The others in his village thought this was a waste of time. What use is it to draw cats, they scoffed. It doesn’t put food on the table or bring in the grain. The richest man in town had beautiful scrolls on the walls of his house: paintings of fog-tipped mountains and elegant gardens, far-off things no one in their village had ever seen. But you could simply step outside and see a cat; they were everywhere. They had never heard of an artist choosing to draw cats. What was the point?
The boy’s parents, however, did not agree. Although they had to work many hours in the field—and the boy often had to help—they were proud of his talent. After the day’s work was done, the father collected pieces of bamboo the length of his hand and gave them to his son for brushes. The mother cut the tips of her own hair and bound them into tufts for the bristles. The boy gathered stones—every color he could find, from deep red to pure black—and ground them to dust to make his paints. And every night, he painted cats—on flat pieces of bark, on scraps of paper and worn-out rags—until it was time for bed.
One year, sickness struck the village, and the boy’s parents died. No one in the village would take him in: he had a reputation. A boy who wasted time, a boy who did useless things. Besides, the villagers had little to spare. They had been sick, too; there was little food, nothing left for one who wasn’t their own. Each family took a handful of rice from their stores, bound it all in a cloth, and gave it to the boy. Good luck, they said. May fortune smile on you. He thanked them and shouldered the bundle, tucked his brushes in his pocket, and set off on his way.

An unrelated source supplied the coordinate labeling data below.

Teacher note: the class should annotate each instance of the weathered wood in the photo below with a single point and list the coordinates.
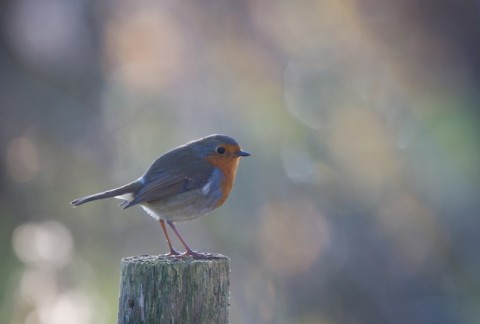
(160, 289)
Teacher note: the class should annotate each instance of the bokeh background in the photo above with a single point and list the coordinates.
(360, 203)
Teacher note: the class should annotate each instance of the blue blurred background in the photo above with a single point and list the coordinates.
(360, 203)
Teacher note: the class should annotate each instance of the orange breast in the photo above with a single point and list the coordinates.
(228, 165)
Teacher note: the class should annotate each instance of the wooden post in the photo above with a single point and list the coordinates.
(161, 289)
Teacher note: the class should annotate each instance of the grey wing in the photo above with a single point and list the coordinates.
(163, 184)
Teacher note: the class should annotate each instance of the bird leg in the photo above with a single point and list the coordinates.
(190, 252)
(172, 252)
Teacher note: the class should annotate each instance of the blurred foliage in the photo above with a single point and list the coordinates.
(359, 205)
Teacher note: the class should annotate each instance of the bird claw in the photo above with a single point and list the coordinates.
(194, 255)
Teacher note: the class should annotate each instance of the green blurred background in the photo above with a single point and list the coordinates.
(360, 203)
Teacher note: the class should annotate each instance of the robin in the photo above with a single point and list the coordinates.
(187, 182)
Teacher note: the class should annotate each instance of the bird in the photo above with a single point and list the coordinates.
(184, 183)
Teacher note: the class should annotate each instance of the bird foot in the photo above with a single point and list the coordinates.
(195, 255)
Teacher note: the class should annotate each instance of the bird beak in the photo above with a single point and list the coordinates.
(243, 153)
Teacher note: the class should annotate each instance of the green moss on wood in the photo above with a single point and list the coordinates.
(160, 289)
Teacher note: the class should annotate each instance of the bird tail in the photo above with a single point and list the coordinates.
(126, 190)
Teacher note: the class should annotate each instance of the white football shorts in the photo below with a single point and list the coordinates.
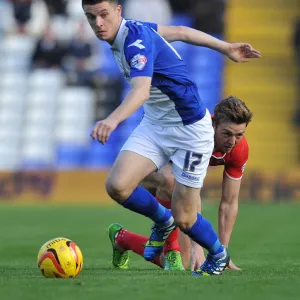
(188, 147)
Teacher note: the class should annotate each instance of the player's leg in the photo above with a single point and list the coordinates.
(139, 157)
(190, 163)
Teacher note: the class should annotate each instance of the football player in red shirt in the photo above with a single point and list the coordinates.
(230, 120)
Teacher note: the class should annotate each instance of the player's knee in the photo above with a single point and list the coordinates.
(117, 190)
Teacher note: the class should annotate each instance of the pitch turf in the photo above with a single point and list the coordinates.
(265, 244)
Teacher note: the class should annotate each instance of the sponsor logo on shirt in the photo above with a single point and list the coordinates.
(191, 177)
(138, 62)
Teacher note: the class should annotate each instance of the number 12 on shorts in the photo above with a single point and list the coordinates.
(190, 166)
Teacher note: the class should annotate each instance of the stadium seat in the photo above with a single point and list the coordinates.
(42, 99)
(40, 151)
(17, 81)
(9, 148)
(21, 45)
(12, 100)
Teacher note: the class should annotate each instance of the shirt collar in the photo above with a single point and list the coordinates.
(117, 44)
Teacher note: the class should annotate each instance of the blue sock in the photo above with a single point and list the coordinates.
(203, 233)
(142, 202)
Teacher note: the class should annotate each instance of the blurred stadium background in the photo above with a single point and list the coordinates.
(57, 80)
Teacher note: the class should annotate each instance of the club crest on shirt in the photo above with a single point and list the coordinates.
(138, 62)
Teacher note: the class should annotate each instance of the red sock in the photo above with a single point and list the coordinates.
(127, 240)
(172, 240)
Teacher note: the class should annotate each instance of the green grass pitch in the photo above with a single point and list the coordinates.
(265, 245)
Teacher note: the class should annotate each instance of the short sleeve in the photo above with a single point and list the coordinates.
(139, 52)
(234, 168)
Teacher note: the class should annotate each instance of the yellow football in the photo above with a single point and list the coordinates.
(60, 258)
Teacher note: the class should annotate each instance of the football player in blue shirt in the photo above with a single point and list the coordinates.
(176, 125)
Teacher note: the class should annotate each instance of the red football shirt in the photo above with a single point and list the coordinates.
(234, 162)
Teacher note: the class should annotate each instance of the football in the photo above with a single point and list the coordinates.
(60, 258)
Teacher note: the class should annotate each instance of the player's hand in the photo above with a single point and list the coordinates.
(242, 52)
(103, 129)
(232, 266)
(197, 256)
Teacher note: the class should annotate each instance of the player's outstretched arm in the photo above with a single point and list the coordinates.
(138, 95)
(228, 211)
(237, 52)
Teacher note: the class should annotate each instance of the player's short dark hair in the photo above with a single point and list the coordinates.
(233, 110)
(94, 2)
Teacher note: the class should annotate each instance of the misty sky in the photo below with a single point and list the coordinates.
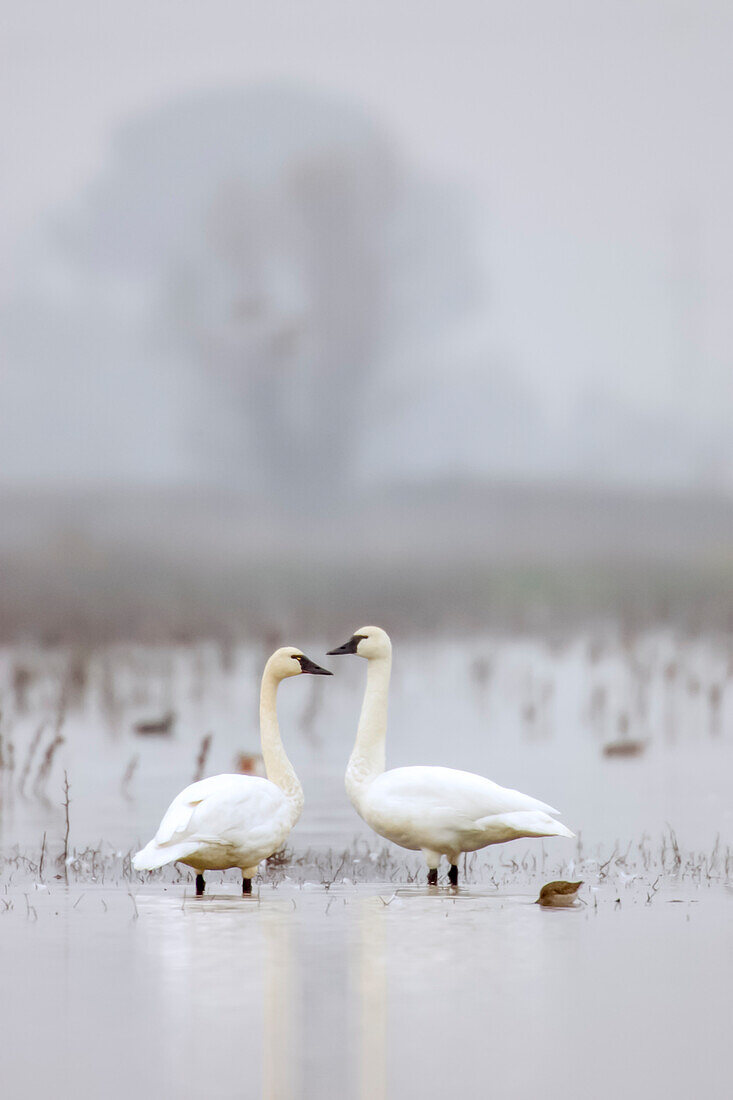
(590, 140)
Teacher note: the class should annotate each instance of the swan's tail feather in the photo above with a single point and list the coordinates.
(153, 856)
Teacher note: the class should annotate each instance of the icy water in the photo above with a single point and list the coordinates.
(365, 992)
(526, 713)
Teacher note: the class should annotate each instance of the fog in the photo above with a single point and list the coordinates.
(292, 268)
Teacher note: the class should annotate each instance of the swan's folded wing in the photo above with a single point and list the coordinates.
(214, 806)
(461, 792)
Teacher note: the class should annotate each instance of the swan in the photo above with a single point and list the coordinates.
(237, 821)
(436, 811)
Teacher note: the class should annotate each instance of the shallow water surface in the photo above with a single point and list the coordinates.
(365, 992)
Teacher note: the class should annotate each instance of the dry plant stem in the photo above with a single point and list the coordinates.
(203, 755)
(29, 758)
(66, 801)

It was winter, and bitterly cold. The boy wandered for hours through the dark until he came to a small village, where every door was shut tight. Though he could see the glow of firelight through the windows, no one would answer his knock. A harsh wind began to blow; snow began to whirl around him in the air like ghosts clawing at his face. At the last house, an old woman peered out. I’m sorry, she said. If I let you in, my husband will kill me. We dare not take in strangers. This whole town is afraid. Afraid, the boy said, afraid of what? But the woman simply shook her head.
In desperation, the boy looked around the deserted street. At the end, just past the outskirts of town, he spotted a small building he hadn’t noticed before. What about that, he said, that deserted house? Surely I can stay there just for the night.
The old woman seized his hands. That place is dangerous, she said. Cursed. It is said that a monster lives there. No one who enters at night ever returns.
I am not afraid, the boy said, and anyway, I may as well be eaten by a monster as freeze to death out here in the street.
The old woman bowed her head and gave him a torch lit from her cooking fire. Take this, she said. And keep to the small. Then she blessed him and wiped a tear from her cheek. May you see tomorrow, she said. And if you do, I beg you forgive us.
The boy made his way to the deserted house. Snow had begun to stick to the ground and to the bare branches of the trees, and when he reached it he found a small drift just beginning to form at its door. But it was unlocked, and he let himself inside. He lit a fire in the fireplace and looked around. There was only one room, with only one piece of furniture: a small cupboard, the kind that his mother had once kept their blankets in. There were no carpets on the floor, no decorations on the walls: only whitewashed walls, a plain dirt floor swept clean.
Well, he thought, this place may be cursed, but at least it’s dry and warm. He was about to unroll his blanket on the floor and go to sleep when the white walls caught his attention. They seemed so bare, so empty. Like a face without features. He dug into his pocket and pulled out his brushes, and before he had thought it through, he had painted a cat on one of the walls. Just a little one, a small striped gray-and-white thing. A kitten, really. There, he thought, that’s better. And again he prepared to go to bed.
But the cat seemed lonely, all by itself on the wall—and there was so much wall. He painted it a friend, a bigger cat, a tabby sitting beside it, licking its paw. Then he forgot himself completely. He painted another cat, a big orange tom, asleep by the fire. A black cat ready to pounce, a white cat watching with big blue eyes, a calico clambering among the rafters. He painted cats until all the walls were covered, a whole coterie of cats to keep him company, and only when he ran out of space—and the fire was sputtering down to embers—did he put his brushes away.
The boy was tired—who wouldn’t be, after conjuring a hundred cats out of nothingness? He unrolled his blanket, but despite all the cats, he was lonely. He missed his parents, and he wished he were at home again, in his own house, in his own bed, with his parents sleeping beside him. He thought of his brushes, made from his father’s bamboo, his mother’s hair. He remembered the small gestures about them he missed the most: the way his mother raked her hand through his hair, smoothing it from his face; the way his father had hummed while he worked in the field, so quietly it might have been the buzzing of bees. He felt small, and suddenly he remembered the old woman’s words: keep to the small. He took his blanket and opened the cupboard and made his bed inside it. It was as close to his own little bed as he could get, and he crawled inside, with all of his things, and pulled the door shut behind him.